Multitude ther myhte noon avayle,
Al be they dyde ther fforce and besy peyne;
For but in ydel they spent ther travayle.
The peple lefte, the bysshop gan dysdeyne:
Drauht off corde nor off no myhty chayne
Halp lyte or nouht—this myracle is no fable—
For lik a mount it stood ylyche stable.
Wherupon the bysshop gan mervaylle,
Fully diffraudyd off his entencion.
And whan ther power and fforce gan to faylle,
Ayllewyn kam neer with humble affeccion,
Meekly knelyng sayde his orysoun:
The kyng requeryng lowly for Crystes sake
His owyn contre he sholde not forsake.
With this praier Ayllewyn aroos,
Gan ley to hand: fond no resistence,
Took the chest wher the kyng lay cloos,
Leffte hym up withoute violence.
The bysshop thanne with dreed and reverence
Conveyed hym forth with processioun,
Till he was passid the subarbis off the toun.
* * * * *
FROM THE ACCESSION OF THE STUARTS TILL THE DESTRUCTION OF THE CATHEDRAL.
Fresh signs of Decay and Neglect—Visit of James I.—Bishop Earle’s Account of Paul’s Walk—Laud’s Letter to the Citizens —Sir Paul Pindar’s Munificence—The Rebellion—Monuments of the Stuart Period: Carey, Donne, Stokesley, Ravis, King, Vandyke—Attempts at Restoration: Inigo Jones, Wren—The Great Fire: Accounts of Pepys and Evelyn, Eye-witnesses—Sancroft’s desire to Restore the Old Cathedral found quite impossible—Final Decision to Build a New One.
We saw how, in the reign of Elizabeth, a great calamity befell the cathedral in the falling of the spire, and through this the great injury to the roof, and further how the Queen, as well as the citizens, endeavoured to repair the damage.

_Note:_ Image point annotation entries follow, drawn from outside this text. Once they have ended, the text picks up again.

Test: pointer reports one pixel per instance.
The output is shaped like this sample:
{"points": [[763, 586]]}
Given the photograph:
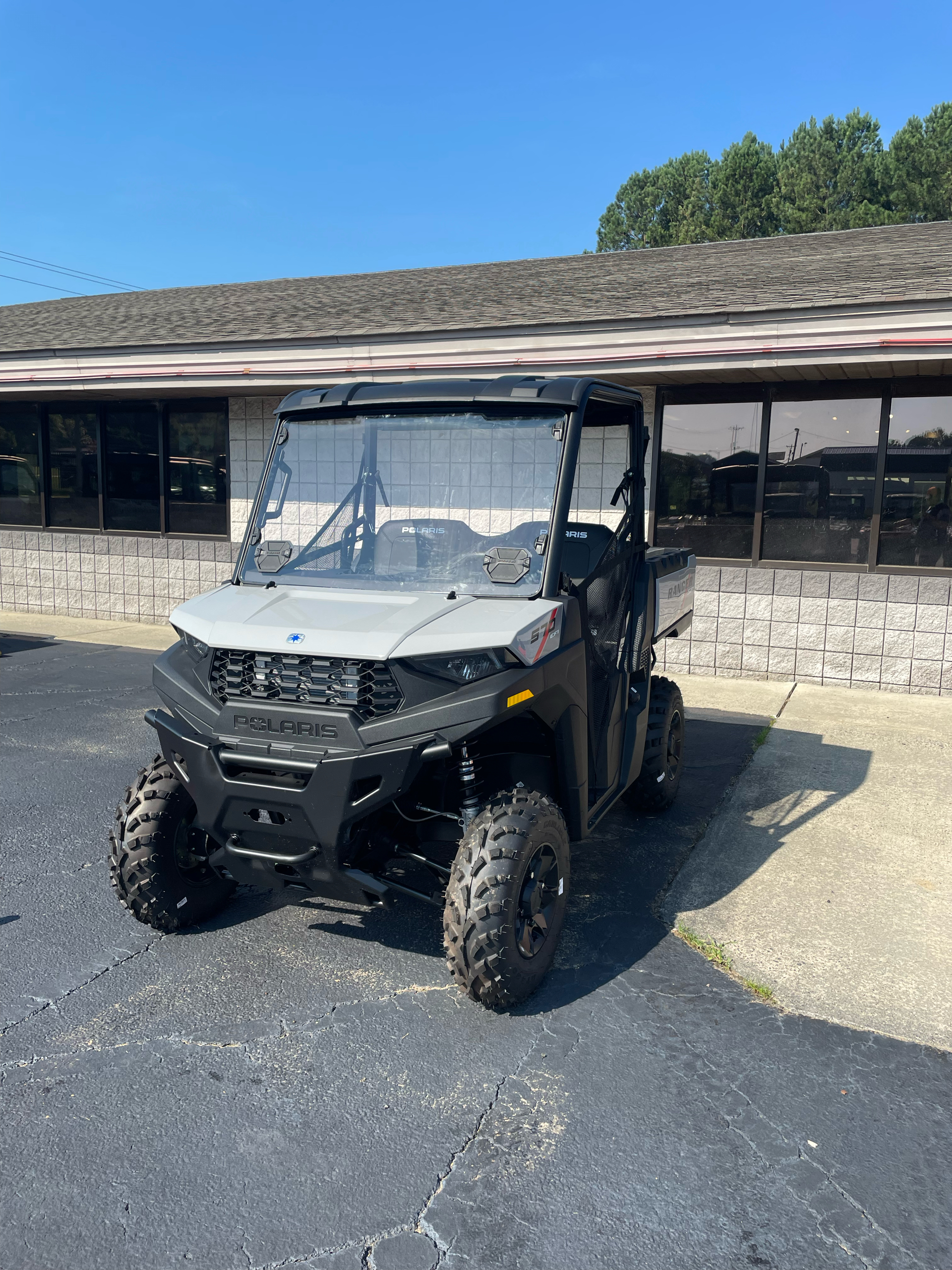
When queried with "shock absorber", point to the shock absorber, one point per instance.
{"points": [[470, 803]]}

The spire was not rebuilt, but the roof was renewed. But fifty years later it was discovered that the work had been fraudulently done, and the church was falling to pieces. James I. came with much ceremony, in consequence of the importunities which he received, to survey the cathedral, and in consequence of what he saw he appointed a commission to consider what steps should be taken. At the head of it was the Lord Mayor, and amongst the names is that of “Inigo Jones, Esquire, Surveyor to his Majesty’s Works.” This remarkable man, though he was born in the parish of St. Bartholomew the Less, Smithfield, was educated in Italy, through the generosity of Herbert, third Earl of Pembroke.